Buffer size (512, 1024, 2048 samples) becomes a rhythmic parameter. Larger buffers = slower transformation update rate = more “smeared” or “granular” results.
Modal Synthesis
Traditional synthesis uses banks of oscillators. MayaFlux treats resonant modes as parallel data transformations.
void compose() {
auto bell = vega.ModalNetwork(
12,
220.0,
ModalNetwork::Spectrum::INHARMONIC
)[0] | Audio;
schedule_metro(2.0, [bell]() {
bell->excite(0.8);
bell->set_fundamental(get_uniform_random(220.0f, 880.0f));
}, "bell_strikes");
}
ModalNetwork creates 12 resonant modes with inharmonic frequency ratios (bell-like).
Each `excite()` call strikes all modes simultaneously. `set_fundamental()` changes the base frequency, all modes adjust proportionally.
The same network with different spectrum types produces completely different timbres:
void compose() {
auto string = vega.ModalNetwork(
8,
440.0,
ModalNetwork::Spectrum::HARMONIC
)[0] | Audio;
auto sifi_synth = vega.ModalNetwork(
16,
220.0,
ModalNetwork::Spectrum::STRETCHED
)[1] | Audio;
}
HARMONIC creates integer frequency ratios (string-like).
STRETCHE creates slightly sharp harmonics (piano-like stiffness).
Same computational structure, different mathematical relationships produce different musical results.
Where This Goes
You didn't learn "how to use MayaFlux." You learned to think about sound as:
- mathematical decisions evaluated at sample points
- truth conditions generating rhythm
- data transformations instead of control signals
- compositional temporal relationships
- cross-domain coordination
- temporal accumulation patterns
- modal networks instead of oscillators
This is digital-first thinking — not “how do I recreate analog workflows” but “what becomes possible when sound is computational data?” This is digital-first thinking.
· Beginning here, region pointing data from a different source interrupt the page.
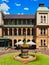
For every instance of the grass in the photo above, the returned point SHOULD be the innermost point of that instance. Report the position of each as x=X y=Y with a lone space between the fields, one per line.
x=7 y=59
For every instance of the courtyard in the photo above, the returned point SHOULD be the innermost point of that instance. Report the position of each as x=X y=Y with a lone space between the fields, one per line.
x=6 y=57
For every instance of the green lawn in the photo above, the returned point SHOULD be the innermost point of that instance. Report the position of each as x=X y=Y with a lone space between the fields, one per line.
x=7 y=59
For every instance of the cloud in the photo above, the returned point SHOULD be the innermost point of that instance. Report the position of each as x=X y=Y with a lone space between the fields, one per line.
x=4 y=7
x=34 y=0
x=6 y=12
x=17 y=4
x=26 y=8
x=6 y=0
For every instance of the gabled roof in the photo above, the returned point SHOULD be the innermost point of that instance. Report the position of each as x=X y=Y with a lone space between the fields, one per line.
x=15 y=16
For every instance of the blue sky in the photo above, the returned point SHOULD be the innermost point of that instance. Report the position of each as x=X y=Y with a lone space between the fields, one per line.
x=21 y=6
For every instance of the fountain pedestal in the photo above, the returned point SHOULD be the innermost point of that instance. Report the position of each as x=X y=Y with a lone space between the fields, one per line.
x=24 y=51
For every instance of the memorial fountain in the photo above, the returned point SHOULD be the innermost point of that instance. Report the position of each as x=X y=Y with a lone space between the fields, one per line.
x=24 y=56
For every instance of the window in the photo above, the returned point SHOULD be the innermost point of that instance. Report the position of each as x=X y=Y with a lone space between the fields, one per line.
x=41 y=31
x=19 y=31
x=6 y=31
x=32 y=31
x=15 y=41
x=44 y=42
x=28 y=22
x=10 y=31
x=44 y=31
x=41 y=19
x=19 y=22
x=41 y=42
x=15 y=31
x=15 y=22
x=28 y=31
x=24 y=31
x=24 y=22
x=44 y=19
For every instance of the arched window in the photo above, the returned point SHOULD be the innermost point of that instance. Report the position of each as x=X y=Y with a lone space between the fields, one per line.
x=10 y=42
x=15 y=31
x=10 y=31
x=15 y=41
x=41 y=31
x=41 y=42
x=19 y=31
x=44 y=42
x=44 y=19
x=41 y=19
x=28 y=40
x=28 y=31
x=32 y=31
x=19 y=40
x=6 y=31
x=44 y=31
x=24 y=31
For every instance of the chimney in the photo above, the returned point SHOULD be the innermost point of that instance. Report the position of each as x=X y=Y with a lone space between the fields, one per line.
x=41 y=5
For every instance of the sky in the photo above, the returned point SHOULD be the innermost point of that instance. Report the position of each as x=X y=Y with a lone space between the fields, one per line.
x=21 y=6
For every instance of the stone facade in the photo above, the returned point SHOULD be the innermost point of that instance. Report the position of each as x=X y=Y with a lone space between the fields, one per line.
x=35 y=28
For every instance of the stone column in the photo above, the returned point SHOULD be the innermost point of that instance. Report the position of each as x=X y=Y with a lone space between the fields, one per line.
x=30 y=31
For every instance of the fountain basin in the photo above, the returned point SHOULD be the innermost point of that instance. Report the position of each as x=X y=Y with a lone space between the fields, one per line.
x=30 y=58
Not "how do I make MayaFlux behave like my analog synth?" but "what becomes possible when I treat sound as computational data?"
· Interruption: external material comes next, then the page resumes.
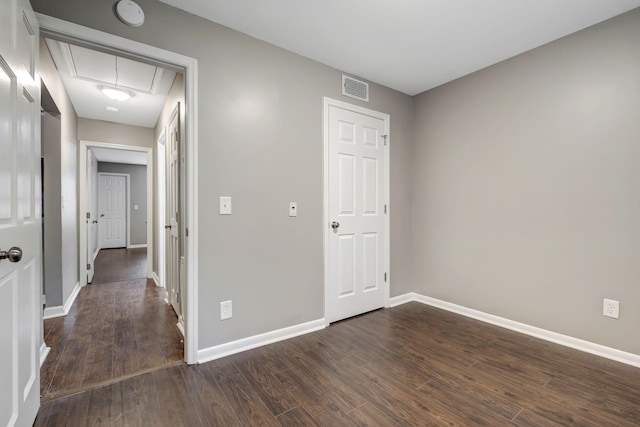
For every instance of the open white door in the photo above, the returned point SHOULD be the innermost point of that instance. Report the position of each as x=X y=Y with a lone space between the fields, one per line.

Everything you know about music still applies. But the foundation shifts from signal flow to data transformation.
Immediate Next Steps
Immediate next steps:
- Live coding: modify these transformations while audio is running (Lila JIT system)
- Recursive structures: feedback not as "delay line" but "previous computational state informing current decision"
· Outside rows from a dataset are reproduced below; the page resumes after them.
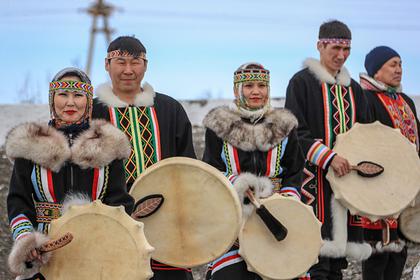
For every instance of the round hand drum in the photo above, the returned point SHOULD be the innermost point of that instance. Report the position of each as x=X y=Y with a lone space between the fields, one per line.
x=291 y=257
x=107 y=244
x=200 y=216
x=387 y=194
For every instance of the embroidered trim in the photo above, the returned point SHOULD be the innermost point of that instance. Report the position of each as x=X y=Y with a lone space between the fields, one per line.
x=47 y=211
x=119 y=53
x=141 y=126
x=20 y=226
x=251 y=75
x=319 y=154
x=340 y=41
x=72 y=86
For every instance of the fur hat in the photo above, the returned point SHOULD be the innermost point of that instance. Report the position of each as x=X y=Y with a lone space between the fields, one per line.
x=84 y=86
x=377 y=57
x=247 y=72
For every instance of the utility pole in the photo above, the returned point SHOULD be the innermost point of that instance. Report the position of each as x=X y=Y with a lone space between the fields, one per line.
x=97 y=10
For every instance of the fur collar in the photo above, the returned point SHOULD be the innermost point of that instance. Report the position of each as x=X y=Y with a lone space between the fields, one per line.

- Grammar-driven processing: defining transformation rules as formal grammars
Deeper paradigm shifts:
- Coroutine-based temporal coordination: suspending/resuming computations based on musical conditions
- Container-based composition: treating entire audio files as multi-dimensional data to slice/transform/recombine
- Network topologies: spatial relationships between synthesis elements creating emergent behaviors
Cross-domain expansion:
- Audio analysis → particle physics parameters
- Logic gates → shader compute triggers
- Polynomial transforms → texture coordinate warping
MayaFlux isn't "better" than Max or SuperCollider or Ableton. It's asking a different question: what if we stopped pretending digital audio is electricity flowing through wires, and embraced it as discrete computational events we can control with arbitrary precision?
Everything you know about music production still applies: envelope shapes, filter responses, rhythmic structure. But the conceptual foundation shifts from "signal flow" to "data transformation."
That shift unlocks possibilities that don't exist in analog paradigms. Not "better." Different.